My first job was a demonstrator at the Ontario Science Centre. I ran everything from the Giant Laser that burned through bricks to the 18th century, hand-cranked printing press. It was great. In between I roamed the hallways interacting with visitors at the exhibits and gadgets that were everywhere, “Try pushing the blue and red buttons at the same time and watch what happens.”
Another great job for people who love to talk–auctioneer! (I was told this by an Auctioneer who has ADHD.) He actually went and took some courses to learn to be an auctioneer.
And when we have been doing publicity for our upcoming workshops pretty much every radio announcer or disc jockey has admitted, on the air or after the interview, that they have ADHD.
And while you’re waiting for a paid gig, consider reading to people in hospitals, senior citizen homes, and so on.

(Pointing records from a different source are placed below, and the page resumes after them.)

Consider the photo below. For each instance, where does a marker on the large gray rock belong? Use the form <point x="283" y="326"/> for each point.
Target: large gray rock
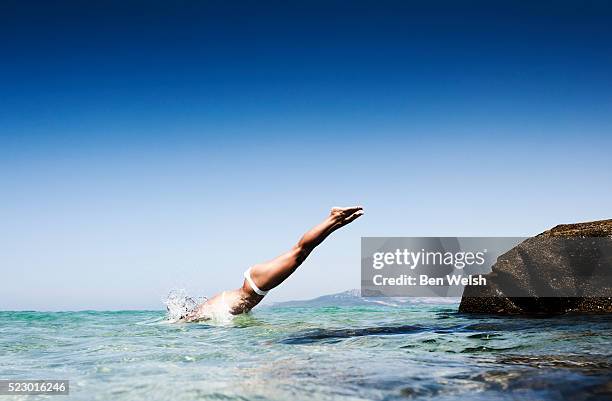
<point x="565" y="269"/>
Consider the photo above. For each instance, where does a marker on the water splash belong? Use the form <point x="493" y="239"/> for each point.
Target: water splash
<point x="179" y="304"/>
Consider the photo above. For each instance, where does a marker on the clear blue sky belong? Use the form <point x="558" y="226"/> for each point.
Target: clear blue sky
<point x="146" y="146"/>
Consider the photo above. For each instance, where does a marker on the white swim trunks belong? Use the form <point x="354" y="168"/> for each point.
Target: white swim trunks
<point x="247" y="277"/>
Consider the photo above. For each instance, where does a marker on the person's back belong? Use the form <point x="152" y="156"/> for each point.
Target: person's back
<point x="261" y="278"/>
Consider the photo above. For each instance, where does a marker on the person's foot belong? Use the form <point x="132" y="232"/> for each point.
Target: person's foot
<point x="344" y="215"/>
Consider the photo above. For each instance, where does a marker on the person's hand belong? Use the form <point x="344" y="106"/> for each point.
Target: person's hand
<point x="345" y="215"/>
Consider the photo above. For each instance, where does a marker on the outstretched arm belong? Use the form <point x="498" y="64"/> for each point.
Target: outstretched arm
<point x="270" y="274"/>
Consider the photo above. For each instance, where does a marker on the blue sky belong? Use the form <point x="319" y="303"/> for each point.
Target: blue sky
<point x="146" y="146"/>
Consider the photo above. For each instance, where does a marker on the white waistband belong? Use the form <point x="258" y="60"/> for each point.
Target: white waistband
<point x="247" y="276"/>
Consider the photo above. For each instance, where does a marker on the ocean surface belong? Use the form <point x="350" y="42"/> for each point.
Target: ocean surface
<point x="417" y="351"/>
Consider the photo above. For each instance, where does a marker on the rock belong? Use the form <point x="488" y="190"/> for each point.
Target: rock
<point x="565" y="269"/>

I’m also wondering if learning sign language and becoming a ‘simultaneous translator’ would be a good career for someone with ADHD. It’s high stimulation, you’re using your hands, and you’re making a difference for people with a challenge. Last year I did a talk for the Canadian actors union and they had a woman translating everything I said into sign language. It was amazing.Patte RosebankParticipant
@Rick, what years did you work at the Science Centre?
I remember going there on a class trip when I was in Grade 2 or 3 (1977 or ’78), and the presenter was so animated and funny, that I can still picture him (albeit rather blurrily) in my mind’s eye. He had dark hair and a beard, and he wore glasses. His presentation dealt with hot air rising and cold air falling—maybe something to do with fog and weather? Of all the presenters I saw on class trips, he was the only one who made such an impression that I still remember him—even after 33 years. If that presenter was you, then that would explain it.
@ everybody else here—There’s another job that people with ADHD are good at: entertaining in retirement homes. If you’re a singer, all you need is an accompanist with a keyboard (or—as I have—a powerful karaoke machine and backing tracks) and a microphone. My microphone is a tiny wireless headset unit, so I can go right out amongst the people. A flashy costume is optional, but always appreciated. I just did a show this afternoon, out in Scarberia, and I have another one on Monday. It’s my own personal Vegas lounge show, complete with sequined gown and feather boa. And people pay me to do it! And all sorts of entertainers perform in retirement homes and hospitals: magicians, dancers, ventriloquists, comics…
Ushering in a theatre is great, too. You get to interact one-on-one with people, and not only get them to their seats, but answer their questions. A couple of weeks ago, my manager introduced me to a bunch of people after the show, as “the person who can answer all your questions about the show”. I answered questions about the artwork in the play, the significance of the final line, interpretations of modern art, why a character who says he’s 40 only seems to be in his 20s, etc. I made sure that the people (and my manager, who watched my impromptu presentation) were informed and entertained. And the topper? That night, Geddy Lee had lost his favourite toque in the theatre, and I was the one who found it! (We’re not worthy! We’re not worthy!)